The next morning we had a sauna with Piia before inviting Piia and Christian over for a rather yummy chicken caesar salad on Carra – all cooked from scratch. It was soon time to leave – we were just popping round to the other side of the island to Svarto – where Diana lives.
Her jetty is a stone one but as it was nearly 100 years old and relatively small for our boat I approached with caution. None of the charts show any depth detail for this bay. We attached briefly to her jetty ‘til we realised that the angles for the shore line would not be sufficient – so we decided to anchor in the bay. Diana’s house: Hammarborg is an historic wooden house that dates back to the time of the Russians. Her great Aunt had bought it to find peace and quiet to write – several of her books were published. The house stands on the promontory with its only little lighthouse. The forest has grown around the house to you don’t really see the beauty of the old house until you are close to it. The semi-circular summer room must have had a spectacular view of the sound before the trees blocked its view. We had a lovely dinner with Diana, it was very special being able to celebrate having made it to Hammarborg.
Whilst we were happy to anchor in the bay for a short time – it wasn’t really suitable with the expected wind direction for overnight. So about 2130 – we returned to Carra and moved to a sheltered spot. We were just anchoring when our AIS alarm went off with a man overboard coming from our boat. It was a false alarm as we both were still on the boat. Frustrating we couldn’t cancel it – so we informed the coast guard that it was a false alarm and went to bed.
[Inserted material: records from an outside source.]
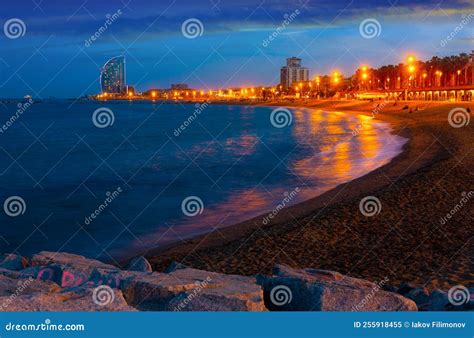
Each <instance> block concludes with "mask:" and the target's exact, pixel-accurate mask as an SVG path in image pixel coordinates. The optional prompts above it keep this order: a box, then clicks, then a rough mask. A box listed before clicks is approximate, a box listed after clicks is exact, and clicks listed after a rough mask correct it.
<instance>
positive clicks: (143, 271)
mask: <svg viewBox="0 0 474 338" xmlns="http://www.w3.org/2000/svg"><path fill="white" fill-rule="evenodd" d="M127 270H128V271H140V272H152V271H153V269H152V268H151V265H150V262H148V260H147V259H146V258H145V257H143V256H140V257H135V258H134V259H132V260H131V261H130V263H128V265H127Z"/></svg>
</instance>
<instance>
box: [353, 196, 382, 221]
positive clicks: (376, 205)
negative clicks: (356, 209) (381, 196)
mask: <svg viewBox="0 0 474 338" xmlns="http://www.w3.org/2000/svg"><path fill="white" fill-rule="evenodd" d="M359 210H360V213H361V214H362V215H364V216H366V217H373V216H376V215H378V214H380V212H381V211H382V203H381V202H380V200H379V199H378V198H377V197H375V196H367V197H364V198H363V199H362V200H361V201H360V203H359Z"/></svg>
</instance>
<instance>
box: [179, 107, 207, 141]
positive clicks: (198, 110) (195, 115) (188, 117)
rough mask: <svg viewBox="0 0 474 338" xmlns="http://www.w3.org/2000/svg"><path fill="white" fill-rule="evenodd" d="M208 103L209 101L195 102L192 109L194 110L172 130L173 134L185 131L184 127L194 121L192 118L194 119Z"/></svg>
mask: <svg viewBox="0 0 474 338" xmlns="http://www.w3.org/2000/svg"><path fill="white" fill-rule="evenodd" d="M209 104H210V102H209V101H206V102H204V103H196V105H195V108H196V109H194V112H193V113H192V114H191V115H190V116H189V117H188V118H187V119H186V120H185V121H184V122H183V123H182V124H181V125H180V126H179V127H178V128H176V129H175V130H174V133H173V134H174V136H175V137H178V136H179V135H181V133H182V132H183V131H185V130H186V128H187V127H189V126H190V125H191V124H192V123H193V122H194V120H196V119H197V117H198V116H199V115H201V114H202V112H203V111H204V110H206V109H207V108H208V107H209Z"/></svg>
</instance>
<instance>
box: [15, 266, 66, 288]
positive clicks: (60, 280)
mask: <svg viewBox="0 0 474 338" xmlns="http://www.w3.org/2000/svg"><path fill="white" fill-rule="evenodd" d="M18 273H19V276H18V278H23V279H26V278H33V279H35V280H41V281H50V282H54V283H56V284H57V285H59V286H61V284H62V278H63V270H62V268H61V266H59V265H56V264H52V265H49V266H30V267H29V268H26V269H23V270H20V271H18Z"/></svg>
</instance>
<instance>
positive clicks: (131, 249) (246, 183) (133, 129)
mask: <svg viewBox="0 0 474 338" xmlns="http://www.w3.org/2000/svg"><path fill="white" fill-rule="evenodd" d="M103 106H105V107H108V108H110V109H111V110H112V111H113V114H114V118H115V120H114V123H113V125H112V126H110V127H107V128H97V127H96V126H95V125H94V123H93V121H92V116H93V113H94V111H95V110H96V109H97V108H100V107H103ZM17 109H18V107H17V105H16V104H15V103H9V104H6V105H4V106H2V105H0V125H3V124H4V123H5V122H6V121H8V120H9V119H10V117H11V116H12V115H14V114H15V111H16V110H17ZM195 109H196V107H195V106H194V105H179V104H163V105H160V104H158V103H157V104H152V103H133V104H130V103H111V102H108V103H105V104H99V103H95V102H77V103H74V104H72V102H66V101H61V102H43V103H37V104H34V105H33V106H32V107H30V108H29V109H27V110H26V111H25V112H24V113H23V114H22V115H21V116H20V117H19V118H18V119H17V120H16V121H15V122H14V123H13V124H12V125H11V126H10V127H8V128H7V129H6V130H4V131H3V133H0V203H1V204H0V206H3V204H4V201H5V200H7V198H9V197H10V196H20V197H21V198H22V199H23V200H24V201H25V204H26V209H25V210H24V213H23V214H20V215H18V216H16V217H10V216H7V215H6V213H5V212H4V210H3V208H1V209H0V211H1V212H0V230H1V232H0V252H13V251H17V252H20V253H22V254H31V253H35V252H38V251H40V250H55V251H56V250H60V251H68V252H74V253H79V254H82V255H86V256H89V257H99V258H101V259H105V260H108V259H111V258H114V259H120V258H126V257H128V256H130V255H133V254H135V253H137V252H138V251H141V250H145V249H149V248H153V247H158V246H160V245H162V244H165V243H169V242H172V241H178V240H181V239H183V238H186V237H190V236H192V235H196V234H199V233H203V232H207V231H210V230H213V229H215V228H219V227H224V226H228V225H232V224H235V223H237V222H240V221H243V220H246V219H249V218H251V217H253V216H257V215H260V214H263V213H266V212H269V211H271V210H272V209H274V208H275V207H276V206H277V205H279V204H281V203H282V201H283V200H284V199H285V197H287V200H291V201H290V204H294V203H297V202H300V201H303V200H306V199H309V198H311V197H314V196H316V195H318V194H320V193H322V192H324V191H326V190H328V189H330V188H332V187H335V186H337V185H338V184H340V183H343V182H346V181H349V180H351V179H354V178H356V177H359V176H361V175H364V174H365V173H367V172H370V171H372V170H374V169H375V168H377V167H379V166H381V165H383V164H385V163H387V162H389V161H390V160H391V159H392V158H393V157H395V156H396V155H397V154H398V153H399V152H400V150H401V147H402V146H403V144H404V142H405V140H404V139H402V138H400V137H397V136H393V135H391V134H390V128H389V127H388V126H387V125H385V124H381V123H374V122H373V121H371V120H370V119H369V118H366V117H354V116H349V115H345V114H342V113H335V112H322V111H316V112H311V111H308V110H303V109H296V110H293V111H292V124H291V126H288V127H285V128H275V127H274V126H273V125H272V123H271V121H270V116H271V112H272V108H268V107H241V106H217V105H215V106H209V107H208V108H206V109H204V111H203V112H202V113H201V114H200V115H197V118H196V119H195V120H194V121H192V123H191V124H190V125H189V126H188V127H187V128H186V129H185V130H184V131H181V133H180V134H179V135H178V133H177V132H176V131H175V130H176V129H177V128H179V126H180V125H181V124H183V122H184V121H185V120H187V119H188V117H189V116H191V115H192V114H193V112H194V111H195ZM355 129H360V132H359V135H358V136H356V137H353V136H352V132H353V130H355ZM297 188H298V190H299V192H297V193H295V189H297ZM120 191H121V192H120ZM113 192H116V193H115V194H114V196H113V198H112V199H109V202H107V206H105V204H104V202H105V200H106V198H107V196H108V195H107V194H111V193H113ZM189 196H196V197H199V198H200V199H201V200H202V202H203V205H204V209H203V210H201V211H202V213H198V214H197V215H196V216H194V217H190V216H186V215H185V214H184V213H183V211H182V202H183V200H184V199H186V198H187V197H189ZM110 201H111V202H110ZM285 203H286V202H285ZM192 206H193V205H192V203H191V205H190V209H191V210H188V211H189V212H190V213H193V211H194V209H192ZM96 211H97V212H98V213H97V212H96ZM198 211H199V210H198ZM94 212H96V214H97V216H96V217H95V219H91V218H89V219H88V220H87V219H86V218H87V217H90V215H91V214H92V213H94ZM189 212H188V213H189Z"/></svg>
The next morning we were keen to solve the problem before moving on. We had this problem previously and Raymarine had solved it by reflashing the AIS. Which we did – but it didn’t solve the problem. So we then contacted Raymarine who told us to do a factory reset on the chart plotter – this didn’t clear it but worse still it removed all the depth contour lines. Not very funny when you are in a rocky anchorage. They then blamed the chart manufacturer that we had a faulty card. They seem to fail to grasp the concept that it was functioning perfectly well before they suggested we reset the chart plotter. Eventually we found a setting in the chart plotter which went we turned it on – all the depths reappeared. So clearly they don’t know their own product. This wasted a total of 3 hours. But still no resolution to the MOB. As we had already wasted enough time – we set off. The islands are close together here, as if you were on a big boating lake and there was a very attractive passage through Barosund with relatively high cliffs dotted with pretty traditional summer cottages . Before long we were out past the islands and the water opened up with less land around us.
By now we were aware of an armada of boats going west – and we appeared to be the only one going east. It was as if they had all been invited to a party which no one had told us about. It was to continue until we reached Helsinki the next day. We were glad as this meant more space for us! With a flash of inspiration I did discover what had triggered our AIS. It was Mags’ lifejacket – there was a piece that was pressing against her test button. So finally the MOB alert stopped.
Frustratingly the wind was on the nose so we were just able to motorsail for all bar the last hour. We sailed into the small attractive harbour of Porkkala. This peninsula, the last major one before reaching Helsinki had still been occupied by the Russians as late as 1956.